This idea of “grey goo” took root when newspaper headlines incorrectly suggested that the Prince of Wales had expressed fears about the “grey goo” scenario in comments about the opportunities and risks of new technologies. (Click here for more about this story.)
But the image stuck and the word ‘nanobots’ was coined and they still comes to mind when some people hear the word nanotechnology.
Where did it all start?
The concept of “grey goo” was first put forward by Eric Drexler in his 1986 book “Engines of Creation” in which he describes “universal assemblers” (also known as nanobots) that would themselves assemble large-scale objects atom-by-atom - a concept that has come to be known as molecular nanotechnology.

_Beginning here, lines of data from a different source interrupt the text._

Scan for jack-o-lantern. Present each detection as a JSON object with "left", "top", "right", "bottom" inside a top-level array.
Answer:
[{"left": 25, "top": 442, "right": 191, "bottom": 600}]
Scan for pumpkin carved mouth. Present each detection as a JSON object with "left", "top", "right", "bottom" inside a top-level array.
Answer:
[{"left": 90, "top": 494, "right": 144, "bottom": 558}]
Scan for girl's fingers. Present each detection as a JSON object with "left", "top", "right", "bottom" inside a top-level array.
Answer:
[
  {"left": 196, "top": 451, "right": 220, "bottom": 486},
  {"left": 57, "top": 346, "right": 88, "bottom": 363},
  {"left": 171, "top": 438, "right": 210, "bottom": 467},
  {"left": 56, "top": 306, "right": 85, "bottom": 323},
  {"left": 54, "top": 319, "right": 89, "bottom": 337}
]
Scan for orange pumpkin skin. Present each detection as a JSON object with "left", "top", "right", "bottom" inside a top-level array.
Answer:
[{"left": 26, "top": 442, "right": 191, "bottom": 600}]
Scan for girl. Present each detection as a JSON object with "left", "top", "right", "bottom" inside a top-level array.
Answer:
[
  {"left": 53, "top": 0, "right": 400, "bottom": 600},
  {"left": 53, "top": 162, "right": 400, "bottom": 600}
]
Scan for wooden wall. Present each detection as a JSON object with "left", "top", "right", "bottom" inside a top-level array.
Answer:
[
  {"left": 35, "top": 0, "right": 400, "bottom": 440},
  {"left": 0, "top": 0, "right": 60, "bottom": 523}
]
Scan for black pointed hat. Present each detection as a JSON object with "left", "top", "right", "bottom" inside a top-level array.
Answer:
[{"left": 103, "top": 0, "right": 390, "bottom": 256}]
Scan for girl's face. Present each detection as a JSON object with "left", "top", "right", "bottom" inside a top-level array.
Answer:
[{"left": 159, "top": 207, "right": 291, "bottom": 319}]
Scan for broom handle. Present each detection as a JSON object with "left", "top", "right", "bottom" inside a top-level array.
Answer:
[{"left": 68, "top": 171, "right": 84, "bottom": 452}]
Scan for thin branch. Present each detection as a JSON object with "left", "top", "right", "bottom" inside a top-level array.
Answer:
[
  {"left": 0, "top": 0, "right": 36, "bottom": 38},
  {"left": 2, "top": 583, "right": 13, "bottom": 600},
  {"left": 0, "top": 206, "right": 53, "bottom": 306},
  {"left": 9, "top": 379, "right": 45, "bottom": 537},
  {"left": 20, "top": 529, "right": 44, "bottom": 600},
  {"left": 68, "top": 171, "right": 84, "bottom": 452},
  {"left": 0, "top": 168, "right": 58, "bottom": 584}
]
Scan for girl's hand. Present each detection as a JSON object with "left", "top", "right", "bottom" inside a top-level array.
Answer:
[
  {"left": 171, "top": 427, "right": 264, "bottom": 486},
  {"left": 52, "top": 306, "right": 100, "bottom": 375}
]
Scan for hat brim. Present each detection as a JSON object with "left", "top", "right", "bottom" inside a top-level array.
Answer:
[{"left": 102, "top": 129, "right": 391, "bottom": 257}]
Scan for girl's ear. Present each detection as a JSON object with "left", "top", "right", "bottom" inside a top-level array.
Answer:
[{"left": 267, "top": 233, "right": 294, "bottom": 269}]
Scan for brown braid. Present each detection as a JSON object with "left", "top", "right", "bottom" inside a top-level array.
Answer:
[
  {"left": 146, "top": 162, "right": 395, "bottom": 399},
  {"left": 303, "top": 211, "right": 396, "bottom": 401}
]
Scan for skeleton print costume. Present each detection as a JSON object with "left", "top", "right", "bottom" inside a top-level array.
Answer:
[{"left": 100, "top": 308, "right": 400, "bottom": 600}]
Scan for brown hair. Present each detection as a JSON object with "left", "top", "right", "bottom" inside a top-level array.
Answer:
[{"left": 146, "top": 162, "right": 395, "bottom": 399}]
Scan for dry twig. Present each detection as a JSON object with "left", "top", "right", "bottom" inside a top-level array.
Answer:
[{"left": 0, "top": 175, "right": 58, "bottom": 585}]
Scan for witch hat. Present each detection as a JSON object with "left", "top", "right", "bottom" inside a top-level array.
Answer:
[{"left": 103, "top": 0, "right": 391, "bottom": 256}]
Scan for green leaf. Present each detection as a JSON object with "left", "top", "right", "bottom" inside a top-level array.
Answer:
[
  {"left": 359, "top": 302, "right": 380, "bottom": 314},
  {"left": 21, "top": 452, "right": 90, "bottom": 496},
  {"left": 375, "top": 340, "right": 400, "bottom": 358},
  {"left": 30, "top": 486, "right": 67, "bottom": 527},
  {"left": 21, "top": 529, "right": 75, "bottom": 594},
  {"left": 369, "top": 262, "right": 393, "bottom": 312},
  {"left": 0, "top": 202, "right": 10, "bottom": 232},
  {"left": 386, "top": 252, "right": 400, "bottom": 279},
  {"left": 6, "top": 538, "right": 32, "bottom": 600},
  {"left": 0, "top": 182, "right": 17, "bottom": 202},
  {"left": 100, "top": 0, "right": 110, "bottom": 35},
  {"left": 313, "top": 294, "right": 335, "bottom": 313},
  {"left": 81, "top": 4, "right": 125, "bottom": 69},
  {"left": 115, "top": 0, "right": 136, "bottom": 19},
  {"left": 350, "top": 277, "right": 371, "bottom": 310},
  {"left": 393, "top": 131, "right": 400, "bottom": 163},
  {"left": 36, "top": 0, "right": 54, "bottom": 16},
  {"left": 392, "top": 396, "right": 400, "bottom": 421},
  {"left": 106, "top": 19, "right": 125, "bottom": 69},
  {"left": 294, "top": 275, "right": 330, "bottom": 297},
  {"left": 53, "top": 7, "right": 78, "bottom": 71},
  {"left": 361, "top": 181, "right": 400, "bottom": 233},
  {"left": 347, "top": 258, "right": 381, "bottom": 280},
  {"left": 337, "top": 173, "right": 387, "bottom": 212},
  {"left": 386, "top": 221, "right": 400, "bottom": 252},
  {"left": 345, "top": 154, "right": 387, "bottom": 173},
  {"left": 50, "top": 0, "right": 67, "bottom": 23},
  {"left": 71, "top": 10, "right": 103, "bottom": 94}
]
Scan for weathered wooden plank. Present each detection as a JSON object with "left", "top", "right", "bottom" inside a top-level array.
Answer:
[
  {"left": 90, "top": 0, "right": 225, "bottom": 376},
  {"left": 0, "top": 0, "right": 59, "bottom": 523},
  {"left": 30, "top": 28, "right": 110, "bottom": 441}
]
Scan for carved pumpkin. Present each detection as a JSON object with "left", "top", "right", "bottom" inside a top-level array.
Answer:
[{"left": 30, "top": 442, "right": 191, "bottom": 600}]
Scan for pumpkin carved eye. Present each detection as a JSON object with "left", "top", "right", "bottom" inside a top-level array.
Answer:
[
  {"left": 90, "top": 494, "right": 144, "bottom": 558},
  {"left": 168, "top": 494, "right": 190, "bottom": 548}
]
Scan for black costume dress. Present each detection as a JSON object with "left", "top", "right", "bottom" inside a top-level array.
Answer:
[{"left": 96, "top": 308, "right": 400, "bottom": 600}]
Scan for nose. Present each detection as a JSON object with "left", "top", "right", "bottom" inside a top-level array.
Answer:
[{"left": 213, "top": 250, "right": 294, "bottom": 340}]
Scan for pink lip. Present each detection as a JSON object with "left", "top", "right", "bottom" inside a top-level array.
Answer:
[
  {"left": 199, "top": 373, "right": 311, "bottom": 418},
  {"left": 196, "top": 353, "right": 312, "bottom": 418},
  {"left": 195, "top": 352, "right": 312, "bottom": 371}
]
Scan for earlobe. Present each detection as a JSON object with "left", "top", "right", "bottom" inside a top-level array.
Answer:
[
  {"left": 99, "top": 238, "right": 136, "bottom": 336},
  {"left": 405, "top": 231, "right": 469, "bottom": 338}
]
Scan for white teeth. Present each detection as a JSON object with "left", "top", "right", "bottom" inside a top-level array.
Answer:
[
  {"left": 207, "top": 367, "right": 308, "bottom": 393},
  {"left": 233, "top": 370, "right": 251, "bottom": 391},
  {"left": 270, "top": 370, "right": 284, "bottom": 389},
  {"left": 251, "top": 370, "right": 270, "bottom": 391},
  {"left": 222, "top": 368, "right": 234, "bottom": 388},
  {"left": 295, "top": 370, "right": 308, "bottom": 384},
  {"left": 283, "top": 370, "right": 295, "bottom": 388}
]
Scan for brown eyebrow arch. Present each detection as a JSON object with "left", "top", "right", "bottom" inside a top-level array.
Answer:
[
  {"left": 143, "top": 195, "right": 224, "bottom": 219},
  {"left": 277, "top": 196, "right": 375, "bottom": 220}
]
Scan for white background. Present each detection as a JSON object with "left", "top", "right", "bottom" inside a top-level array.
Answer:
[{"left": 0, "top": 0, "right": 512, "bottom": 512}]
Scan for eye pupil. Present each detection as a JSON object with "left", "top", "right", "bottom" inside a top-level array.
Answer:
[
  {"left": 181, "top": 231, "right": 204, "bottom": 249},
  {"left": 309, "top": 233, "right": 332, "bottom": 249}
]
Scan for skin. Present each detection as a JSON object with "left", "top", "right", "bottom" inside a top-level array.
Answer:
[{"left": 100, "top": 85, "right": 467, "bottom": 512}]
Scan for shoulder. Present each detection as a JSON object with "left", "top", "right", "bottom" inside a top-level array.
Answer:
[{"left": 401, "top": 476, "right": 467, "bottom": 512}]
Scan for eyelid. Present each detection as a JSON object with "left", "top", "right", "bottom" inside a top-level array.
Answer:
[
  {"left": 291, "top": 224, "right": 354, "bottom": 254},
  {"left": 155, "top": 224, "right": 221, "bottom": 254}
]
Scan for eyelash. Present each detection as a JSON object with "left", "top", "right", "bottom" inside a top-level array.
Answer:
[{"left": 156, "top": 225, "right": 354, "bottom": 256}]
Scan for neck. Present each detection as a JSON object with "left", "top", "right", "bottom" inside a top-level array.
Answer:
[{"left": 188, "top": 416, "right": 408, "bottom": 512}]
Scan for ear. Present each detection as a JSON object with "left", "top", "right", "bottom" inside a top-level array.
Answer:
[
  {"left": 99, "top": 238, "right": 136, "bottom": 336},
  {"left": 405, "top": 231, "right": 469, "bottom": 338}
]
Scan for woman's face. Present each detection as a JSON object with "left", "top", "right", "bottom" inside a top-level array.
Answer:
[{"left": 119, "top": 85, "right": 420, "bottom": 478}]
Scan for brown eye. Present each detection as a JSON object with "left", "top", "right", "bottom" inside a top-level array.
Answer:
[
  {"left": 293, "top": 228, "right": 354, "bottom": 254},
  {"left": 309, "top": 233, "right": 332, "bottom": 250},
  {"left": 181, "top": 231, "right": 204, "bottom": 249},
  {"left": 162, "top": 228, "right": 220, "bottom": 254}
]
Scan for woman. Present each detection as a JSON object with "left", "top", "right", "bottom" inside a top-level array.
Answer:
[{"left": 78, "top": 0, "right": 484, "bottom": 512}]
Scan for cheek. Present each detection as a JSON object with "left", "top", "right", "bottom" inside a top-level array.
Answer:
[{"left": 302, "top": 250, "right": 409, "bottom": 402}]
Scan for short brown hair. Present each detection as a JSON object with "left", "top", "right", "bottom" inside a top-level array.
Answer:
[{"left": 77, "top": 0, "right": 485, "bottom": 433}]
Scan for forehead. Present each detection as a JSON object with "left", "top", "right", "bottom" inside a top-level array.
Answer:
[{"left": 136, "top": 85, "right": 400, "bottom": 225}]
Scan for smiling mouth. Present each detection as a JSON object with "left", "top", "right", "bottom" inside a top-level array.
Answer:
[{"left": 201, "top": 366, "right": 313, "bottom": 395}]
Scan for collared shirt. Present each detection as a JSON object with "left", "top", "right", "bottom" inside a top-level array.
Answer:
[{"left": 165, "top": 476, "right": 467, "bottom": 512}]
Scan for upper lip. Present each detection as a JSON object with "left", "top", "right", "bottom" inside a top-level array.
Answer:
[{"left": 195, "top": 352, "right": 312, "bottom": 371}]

Drexler warned that one possible outcome of this would be that these nanobots would manage to escape our control and continue to self-replicate themselves consuming more and more to support the process, and leave in their wake a “grey goo”.
But will it actually happen?
No! Drexler himself has marginalized this idea, and in 2004 publicly branded the concept “obsolete”, arguing that the proposed manufacturing systems that employed self-replicating robots as he put forth in Engines of Creation would be needlessly inefficient and complicated.
Experts today agree that it is both impractical and unlikely, but despite this, the concept of “grey goo” has held on in the works of science fiction as a potential doomsday scenario. But it remains firmly in the realm of science fiction rather than science fact.